In più esso doveva conciliarsi con il capitalismo, che andava sì corretto ex post ma che era pure da considerarsi come il sistema più efficace per produrre ricchezza inventato dall’umanità nella sua lunga storia. Da questo punto di vista, il bolscevismo non era stato l’applicazione cattiva di un’idea buona, quella marxista, ma la messa in pratica di un’idea che, con i suoi caratteri dirigisti e totalitari, era malata sin dall’origine (Lenin e Hitler. I due volti del totalitarismo (2009), Cattivi maestri della sinistra. Gramsci, Togliatti, Lukacs, Sartre (2017). In questa visione rigorosamente anticollettivistica di Pellicani, giocava un ruolo anche la scoperta degli autori del’individualismo metodologico che fu propria di tutti quei pensatori che si ritrovarono allora, negli Ottanta e Novanta del secolo scorso, in Luiss, a cominciare da Dario Antiseri.
In quell’ideale cenacolo intellettuale, senza badare a logiche di potere, poteva allora succedere che si discutesse animatamente e polemicamente e poi ci si ritrovasse amici al ristorante. L’editore Rubbettino, che ha pubblicato la più parte dei libri di Pellicani, rappresentò la perfetta sintesi di questo clima intellettuale favorevole alla cultura. La fiducia nella scienza e nel metodo scientifico, il rifiuto del cristianesimo e un certo anticlericalismo di tipo ottocentesco (Dalla città sacra alla città secolare, 2011) l’illuminismo positivistico che sfociava addirittura in una certa adesione alla prospettiva transumanistica del suo allievo Riccardo Campa, erano altri elementi non irrilevanti della sua personalità scientifica.

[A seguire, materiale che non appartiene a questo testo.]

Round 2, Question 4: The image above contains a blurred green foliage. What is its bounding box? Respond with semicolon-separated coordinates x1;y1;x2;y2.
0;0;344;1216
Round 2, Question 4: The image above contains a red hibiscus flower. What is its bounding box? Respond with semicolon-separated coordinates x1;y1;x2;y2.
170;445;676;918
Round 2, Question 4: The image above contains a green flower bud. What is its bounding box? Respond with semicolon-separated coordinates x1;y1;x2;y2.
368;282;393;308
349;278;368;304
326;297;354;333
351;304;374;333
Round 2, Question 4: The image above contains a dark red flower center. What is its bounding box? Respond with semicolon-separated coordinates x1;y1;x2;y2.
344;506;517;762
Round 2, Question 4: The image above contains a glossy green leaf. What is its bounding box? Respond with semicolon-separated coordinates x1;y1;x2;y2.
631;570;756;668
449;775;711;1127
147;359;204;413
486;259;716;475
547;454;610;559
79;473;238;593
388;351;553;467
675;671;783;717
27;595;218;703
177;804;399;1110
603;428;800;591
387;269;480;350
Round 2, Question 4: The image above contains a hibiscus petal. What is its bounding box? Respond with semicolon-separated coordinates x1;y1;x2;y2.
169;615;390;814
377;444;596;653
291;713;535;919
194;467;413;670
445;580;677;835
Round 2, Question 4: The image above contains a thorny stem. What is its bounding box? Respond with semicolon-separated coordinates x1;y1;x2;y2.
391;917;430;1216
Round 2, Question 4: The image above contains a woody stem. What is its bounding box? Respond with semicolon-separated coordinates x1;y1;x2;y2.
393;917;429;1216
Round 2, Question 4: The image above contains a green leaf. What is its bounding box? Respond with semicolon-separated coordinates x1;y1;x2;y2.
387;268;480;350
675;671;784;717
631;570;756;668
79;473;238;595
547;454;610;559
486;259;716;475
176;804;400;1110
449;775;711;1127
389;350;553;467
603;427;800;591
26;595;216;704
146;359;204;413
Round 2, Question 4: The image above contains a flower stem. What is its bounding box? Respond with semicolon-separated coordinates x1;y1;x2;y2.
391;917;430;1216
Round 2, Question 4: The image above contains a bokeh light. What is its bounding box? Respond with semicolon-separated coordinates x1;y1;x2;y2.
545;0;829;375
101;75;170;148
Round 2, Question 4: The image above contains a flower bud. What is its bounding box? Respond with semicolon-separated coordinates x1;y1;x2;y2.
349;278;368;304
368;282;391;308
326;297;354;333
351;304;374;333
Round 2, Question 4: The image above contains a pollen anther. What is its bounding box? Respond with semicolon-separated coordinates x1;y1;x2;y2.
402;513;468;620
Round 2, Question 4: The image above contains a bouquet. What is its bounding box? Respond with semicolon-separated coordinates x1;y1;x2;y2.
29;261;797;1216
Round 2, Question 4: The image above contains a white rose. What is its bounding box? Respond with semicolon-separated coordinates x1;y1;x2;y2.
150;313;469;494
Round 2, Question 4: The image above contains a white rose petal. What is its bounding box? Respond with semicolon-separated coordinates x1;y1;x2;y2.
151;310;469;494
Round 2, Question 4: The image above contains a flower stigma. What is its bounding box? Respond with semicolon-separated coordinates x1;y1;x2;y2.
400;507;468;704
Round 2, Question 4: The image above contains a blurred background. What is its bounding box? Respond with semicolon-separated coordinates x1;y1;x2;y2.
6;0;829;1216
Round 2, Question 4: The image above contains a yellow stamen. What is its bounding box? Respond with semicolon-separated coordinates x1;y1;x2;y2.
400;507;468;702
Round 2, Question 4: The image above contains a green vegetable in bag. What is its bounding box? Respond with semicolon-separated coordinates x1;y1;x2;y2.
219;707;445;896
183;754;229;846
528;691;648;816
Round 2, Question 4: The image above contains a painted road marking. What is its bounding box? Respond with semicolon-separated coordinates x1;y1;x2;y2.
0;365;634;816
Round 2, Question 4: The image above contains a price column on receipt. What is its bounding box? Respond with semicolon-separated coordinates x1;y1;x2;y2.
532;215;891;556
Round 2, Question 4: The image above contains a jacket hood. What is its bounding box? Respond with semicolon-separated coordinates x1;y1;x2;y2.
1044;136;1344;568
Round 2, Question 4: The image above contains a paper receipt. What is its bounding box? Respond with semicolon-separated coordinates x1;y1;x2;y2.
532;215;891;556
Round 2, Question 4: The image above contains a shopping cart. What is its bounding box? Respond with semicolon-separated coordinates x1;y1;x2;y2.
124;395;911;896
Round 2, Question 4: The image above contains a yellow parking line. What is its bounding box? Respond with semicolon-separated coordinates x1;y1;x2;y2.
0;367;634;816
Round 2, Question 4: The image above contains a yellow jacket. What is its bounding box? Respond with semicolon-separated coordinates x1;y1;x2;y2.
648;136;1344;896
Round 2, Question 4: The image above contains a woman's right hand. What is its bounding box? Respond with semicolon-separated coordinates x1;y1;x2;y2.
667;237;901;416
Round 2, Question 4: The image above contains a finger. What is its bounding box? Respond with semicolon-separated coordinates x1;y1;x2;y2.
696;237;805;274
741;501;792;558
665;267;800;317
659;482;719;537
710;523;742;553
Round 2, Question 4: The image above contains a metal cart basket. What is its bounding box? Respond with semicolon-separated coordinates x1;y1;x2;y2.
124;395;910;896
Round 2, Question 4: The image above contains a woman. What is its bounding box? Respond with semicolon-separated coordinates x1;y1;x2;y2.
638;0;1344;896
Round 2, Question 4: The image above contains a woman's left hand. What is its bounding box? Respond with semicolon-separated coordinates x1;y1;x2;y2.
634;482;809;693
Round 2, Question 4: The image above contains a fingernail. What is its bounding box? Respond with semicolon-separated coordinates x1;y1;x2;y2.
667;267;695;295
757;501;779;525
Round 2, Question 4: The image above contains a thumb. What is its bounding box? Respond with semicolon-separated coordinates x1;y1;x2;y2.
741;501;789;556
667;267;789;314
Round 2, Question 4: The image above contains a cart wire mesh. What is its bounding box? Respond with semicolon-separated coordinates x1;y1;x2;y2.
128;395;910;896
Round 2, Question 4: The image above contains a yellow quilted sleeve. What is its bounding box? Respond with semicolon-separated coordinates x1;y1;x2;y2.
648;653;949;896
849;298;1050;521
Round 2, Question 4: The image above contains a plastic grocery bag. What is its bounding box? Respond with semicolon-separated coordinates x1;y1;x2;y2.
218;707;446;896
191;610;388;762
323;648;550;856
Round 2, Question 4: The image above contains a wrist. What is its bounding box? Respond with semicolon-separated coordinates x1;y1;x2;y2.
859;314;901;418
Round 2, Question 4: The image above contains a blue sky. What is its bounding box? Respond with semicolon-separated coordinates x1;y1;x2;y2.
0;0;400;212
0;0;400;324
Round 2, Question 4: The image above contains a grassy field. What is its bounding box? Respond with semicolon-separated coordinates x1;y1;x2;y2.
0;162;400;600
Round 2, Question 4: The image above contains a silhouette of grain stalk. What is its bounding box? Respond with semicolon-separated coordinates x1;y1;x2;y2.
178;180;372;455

Non meraviglia che, da difensore dell’Occidente, egli abbia interpretato l’islamismo politico come una trasposizione in ambito islamico della mentalità gnostica che secondo lui era propria dei rivoluzionari occidentali (Jihad. Le radici, 2015). Ove per gnosticismo politico è da intendersi una visione del mondo manichea e faziosa che vuole dividere il “bene” dal “male” e “depurare” il mondo dai “cattivi” (La società dei giusti. Parabola dello gnosticismo rivoluzionario (1995). Nel suo ultimo libro, I difensori della libertà (2018), troviamo una sorta di pantheon dei suoi autori di rifermento: Benedetto Croce, Guglielmo Ferrero, José Ortega y Gasset, Simone Weil, Raymond Aron, Friedrich von Hayek, Norberto Bobbio, Giovanni Sartori. La morte lo coglie nel pieno di un progetto di una storia del progresso, che lui, con dati empirici, voleva dimostrare essere avvenuto nella storia dell’umanità. Del socialista Pellicani aveva forte la fede nel futuro e in una seppur laica idea di speranza.